The liquids in my ferment are seeping out of the jar, what should I do?
It can happen during fermentation that a lot of liquid is released from the vegetables. With the salting and soaking technique of this recipe that should not be a problem however. If you nonetheless end up with too much liquid simply open the jar and remove the excess liquid. Make sure when you fill your jar in the first place that you have sufficient head space to avoid this happening, an inch or two is perfect.
Overall as long as your ferment smells and tastes good – you’re good!
RAMSONS/RAMPS/WILD GARLIC KIMCHI
YIELDS: about a 1 liter jar
1 medium sized napa/chinese cabbage, halved and cut into inch wide slices
3 tbsp sea salt
5 cups cold water
15 medium sized ramsons leaves, roughly sliced
5 radishes, sliced
1/4 pear, grated
1 thumb sized piece of ginger, grated
1 tbsp gochugaru (korean red chilli pepper powder)
Place your sliced napa cabbage in a large mixing bowl and sprinkle salt over it while moving it around. Spread the salt evenly over the cabbage while giving it a gentle massage, it should all shrink slightly and become more compact. Pour your cold water over the cabbage and cover with a plate to push it into the water, if you wish you can also add a weight to really push the cabbage down here, and set aside for 2-3 hours to soak and give off any excess water.

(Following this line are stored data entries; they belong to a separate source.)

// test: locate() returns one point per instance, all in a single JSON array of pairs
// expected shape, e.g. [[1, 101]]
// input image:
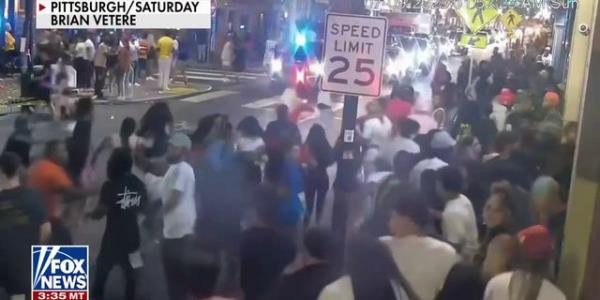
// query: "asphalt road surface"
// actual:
[[236, 95]]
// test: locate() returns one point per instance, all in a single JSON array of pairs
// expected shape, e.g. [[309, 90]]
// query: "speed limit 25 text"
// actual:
[[348, 34]]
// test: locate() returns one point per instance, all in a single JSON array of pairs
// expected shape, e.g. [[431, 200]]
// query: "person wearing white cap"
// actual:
[[177, 191], [441, 142], [547, 57]]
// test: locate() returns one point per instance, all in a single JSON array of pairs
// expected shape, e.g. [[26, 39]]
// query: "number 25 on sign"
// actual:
[[353, 54]]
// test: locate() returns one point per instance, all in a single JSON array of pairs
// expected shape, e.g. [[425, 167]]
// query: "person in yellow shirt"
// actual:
[[10, 47], [10, 43], [165, 47]]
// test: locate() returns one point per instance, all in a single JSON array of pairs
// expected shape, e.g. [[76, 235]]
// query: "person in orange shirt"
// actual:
[[49, 176]]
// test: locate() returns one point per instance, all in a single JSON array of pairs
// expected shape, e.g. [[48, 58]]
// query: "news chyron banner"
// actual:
[[123, 14]]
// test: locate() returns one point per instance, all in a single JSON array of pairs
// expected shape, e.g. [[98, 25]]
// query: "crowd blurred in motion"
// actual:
[[464, 199]]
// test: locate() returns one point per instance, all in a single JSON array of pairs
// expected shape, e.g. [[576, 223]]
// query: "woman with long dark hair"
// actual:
[[251, 147], [316, 156], [497, 250], [530, 281], [155, 128], [371, 274]]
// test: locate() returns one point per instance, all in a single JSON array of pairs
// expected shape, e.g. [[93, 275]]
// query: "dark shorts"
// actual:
[[143, 64]]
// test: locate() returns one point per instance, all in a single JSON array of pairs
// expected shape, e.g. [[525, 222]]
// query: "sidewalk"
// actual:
[[250, 68], [149, 92], [11, 101]]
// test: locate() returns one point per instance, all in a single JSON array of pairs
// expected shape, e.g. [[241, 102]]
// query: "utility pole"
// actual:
[[27, 38], [342, 201]]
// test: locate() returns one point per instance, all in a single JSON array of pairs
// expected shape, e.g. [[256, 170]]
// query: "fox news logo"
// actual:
[[59, 272]]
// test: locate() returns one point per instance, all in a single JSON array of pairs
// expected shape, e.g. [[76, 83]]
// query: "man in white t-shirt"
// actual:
[[424, 261], [177, 191], [80, 62], [459, 225], [441, 143], [402, 141]]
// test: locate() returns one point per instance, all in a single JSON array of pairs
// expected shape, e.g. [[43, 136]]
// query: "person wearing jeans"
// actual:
[[100, 60], [177, 190], [316, 156]]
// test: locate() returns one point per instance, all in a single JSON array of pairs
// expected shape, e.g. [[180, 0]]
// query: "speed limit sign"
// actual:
[[353, 54]]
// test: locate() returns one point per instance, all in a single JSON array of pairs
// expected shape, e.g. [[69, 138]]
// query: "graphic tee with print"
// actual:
[[123, 199]]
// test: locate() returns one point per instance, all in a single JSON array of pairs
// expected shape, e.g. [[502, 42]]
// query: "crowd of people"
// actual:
[[466, 200], [116, 61]]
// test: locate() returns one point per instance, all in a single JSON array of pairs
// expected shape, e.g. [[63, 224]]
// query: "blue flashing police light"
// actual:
[[300, 39]]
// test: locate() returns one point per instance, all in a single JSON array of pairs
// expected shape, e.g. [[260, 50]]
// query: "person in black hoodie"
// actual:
[[264, 251], [318, 270], [20, 140], [316, 157], [123, 195]]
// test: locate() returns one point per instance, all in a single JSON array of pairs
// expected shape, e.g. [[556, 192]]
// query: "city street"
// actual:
[[237, 95]]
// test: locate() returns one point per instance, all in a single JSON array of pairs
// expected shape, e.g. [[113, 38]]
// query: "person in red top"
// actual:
[[143, 52], [400, 105], [50, 178]]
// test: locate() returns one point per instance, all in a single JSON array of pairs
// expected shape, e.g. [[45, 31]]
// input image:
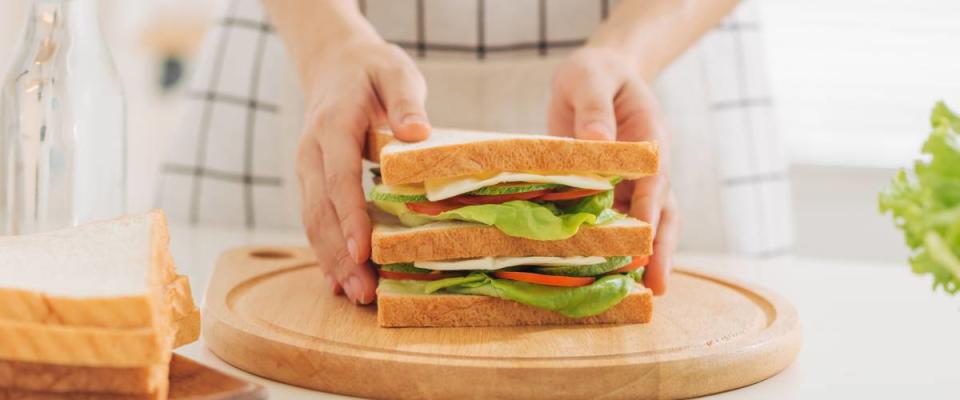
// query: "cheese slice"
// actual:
[[445, 188], [495, 263]]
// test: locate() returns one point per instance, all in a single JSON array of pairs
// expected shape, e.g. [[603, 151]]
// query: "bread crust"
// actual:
[[449, 310], [43, 380], [631, 159], [468, 240], [68, 345]]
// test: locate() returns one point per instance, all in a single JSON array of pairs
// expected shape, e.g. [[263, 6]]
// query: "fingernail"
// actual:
[[352, 248], [597, 129], [353, 289], [411, 119]]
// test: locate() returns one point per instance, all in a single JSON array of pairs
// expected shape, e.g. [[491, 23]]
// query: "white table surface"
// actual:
[[869, 330]]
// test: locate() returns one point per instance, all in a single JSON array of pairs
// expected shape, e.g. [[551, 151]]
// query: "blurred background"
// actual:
[[853, 82]]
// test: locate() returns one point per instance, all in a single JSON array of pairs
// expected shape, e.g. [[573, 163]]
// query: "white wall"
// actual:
[[837, 214]]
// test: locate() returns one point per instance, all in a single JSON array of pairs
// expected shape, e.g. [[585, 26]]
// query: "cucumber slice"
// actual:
[[404, 267], [611, 264], [513, 187], [399, 193]]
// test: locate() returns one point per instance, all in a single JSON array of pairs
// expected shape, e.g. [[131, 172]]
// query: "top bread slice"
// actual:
[[449, 153]]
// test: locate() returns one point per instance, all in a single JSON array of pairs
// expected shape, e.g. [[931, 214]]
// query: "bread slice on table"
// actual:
[[449, 153], [93, 309]]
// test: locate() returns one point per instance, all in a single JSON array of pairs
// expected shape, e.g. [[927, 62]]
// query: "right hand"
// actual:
[[347, 91]]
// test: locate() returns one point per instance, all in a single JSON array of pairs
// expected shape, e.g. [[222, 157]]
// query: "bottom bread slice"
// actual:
[[453, 310], [40, 380]]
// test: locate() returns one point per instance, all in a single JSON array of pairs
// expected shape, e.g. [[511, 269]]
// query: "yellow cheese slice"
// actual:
[[445, 188], [495, 263]]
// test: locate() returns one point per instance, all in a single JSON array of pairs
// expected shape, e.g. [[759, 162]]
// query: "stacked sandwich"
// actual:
[[92, 311], [479, 229]]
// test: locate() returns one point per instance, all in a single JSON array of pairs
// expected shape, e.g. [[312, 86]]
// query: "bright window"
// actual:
[[854, 80]]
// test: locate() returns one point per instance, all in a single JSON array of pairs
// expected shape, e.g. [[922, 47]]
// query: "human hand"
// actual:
[[599, 94], [348, 90]]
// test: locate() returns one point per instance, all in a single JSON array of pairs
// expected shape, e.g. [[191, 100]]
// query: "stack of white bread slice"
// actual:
[[484, 229], [92, 311]]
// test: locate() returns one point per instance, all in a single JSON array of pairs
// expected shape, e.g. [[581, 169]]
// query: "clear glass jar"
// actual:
[[62, 124]]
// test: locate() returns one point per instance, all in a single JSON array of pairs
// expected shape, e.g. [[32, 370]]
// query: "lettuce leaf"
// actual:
[[521, 218], [925, 204], [574, 302]]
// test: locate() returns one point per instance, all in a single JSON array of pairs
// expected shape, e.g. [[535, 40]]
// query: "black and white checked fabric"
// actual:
[[488, 65]]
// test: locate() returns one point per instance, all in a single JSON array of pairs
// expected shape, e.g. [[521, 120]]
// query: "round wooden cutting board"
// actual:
[[270, 312]]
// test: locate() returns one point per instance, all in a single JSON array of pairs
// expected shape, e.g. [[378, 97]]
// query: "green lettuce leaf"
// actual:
[[520, 218], [574, 302], [925, 204]]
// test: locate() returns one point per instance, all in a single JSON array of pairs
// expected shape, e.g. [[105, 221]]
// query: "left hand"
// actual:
[[599, 94]]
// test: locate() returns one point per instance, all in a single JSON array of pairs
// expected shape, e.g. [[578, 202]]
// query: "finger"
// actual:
[[341, 131], [592, 101], [315, 209], [649, 195], [560, 115], [343, 274], [661, 263], [402, 93]]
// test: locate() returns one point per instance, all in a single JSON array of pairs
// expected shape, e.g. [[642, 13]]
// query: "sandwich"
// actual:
[[93, 310], [482, 229]]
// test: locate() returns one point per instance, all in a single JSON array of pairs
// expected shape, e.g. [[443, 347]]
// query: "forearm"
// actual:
[[310, 28], [655, 32]]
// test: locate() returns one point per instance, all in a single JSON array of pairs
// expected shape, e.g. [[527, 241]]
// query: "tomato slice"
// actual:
[[569, 194], [549, 280], [637, 263], [414, 276], [498, 198], [433, 207]]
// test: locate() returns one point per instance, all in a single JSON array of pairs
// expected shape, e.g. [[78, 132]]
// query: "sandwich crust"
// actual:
[[449, 310], [456, 240], [628, 159]]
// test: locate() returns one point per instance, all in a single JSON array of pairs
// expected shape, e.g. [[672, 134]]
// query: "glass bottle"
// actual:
[[62, 124]]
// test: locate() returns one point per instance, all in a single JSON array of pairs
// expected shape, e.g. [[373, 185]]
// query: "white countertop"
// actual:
[[870, 330]]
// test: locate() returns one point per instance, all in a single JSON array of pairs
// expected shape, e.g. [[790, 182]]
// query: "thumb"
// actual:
[[402, 94]]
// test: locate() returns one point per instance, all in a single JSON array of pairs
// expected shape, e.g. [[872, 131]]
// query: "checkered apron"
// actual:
[[488, 65]]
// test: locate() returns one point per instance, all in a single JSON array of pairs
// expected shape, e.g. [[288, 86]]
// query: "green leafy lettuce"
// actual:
[[521, 218], [925, 204], [574, 302]]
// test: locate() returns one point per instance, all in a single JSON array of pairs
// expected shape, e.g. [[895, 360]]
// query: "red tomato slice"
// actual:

While the cabbage is doing it’s last bit of soaking you can prepare the flavouring for the kimchi by mixing all the other ingredients in another mixing bowl (big enough that you can then add the napa cabbage in with the mixture).
When your cabbage has finished soaking drain and rinse it thoroughly to get rid of excess salt. Squeeze most of the liquid out of the cabbage and then add it to the bowl with the flavour mixture. Mix it all well to incorporate with the cabbage, you could use your hands to make sure every cabbage piece is covered.
Then press the cabbage mixture tightly into a clean glass jar with an air tight lid. Really press the cabbage down so that it’s immersed in the juices. You can use larger scrap pieces of cabbage here to act as a lid holding the cabbage mixture under the liquid but it’s not necessary. You will need to leave at least an inch of empty space between the kimchi and the lid.
Seal the lid and leave your jar on the counter or somewhere safe out of direct sunlight. You can ferment your kimchi anywhere from 1 to 5 days. Some even ferment it longer. I think 48 hours is good personally.
Check on your kimchi ferment every day pushing it down so that any emerging air bubbles disappear and the kimchi is tightly packed. You can taste it at this point as well and when you are happy with the result you refrigerate your jar and use it for several months, if it lasts that long.
See trouble shooting tips above but as long as your kimchi smells and tastes like food – you’re good!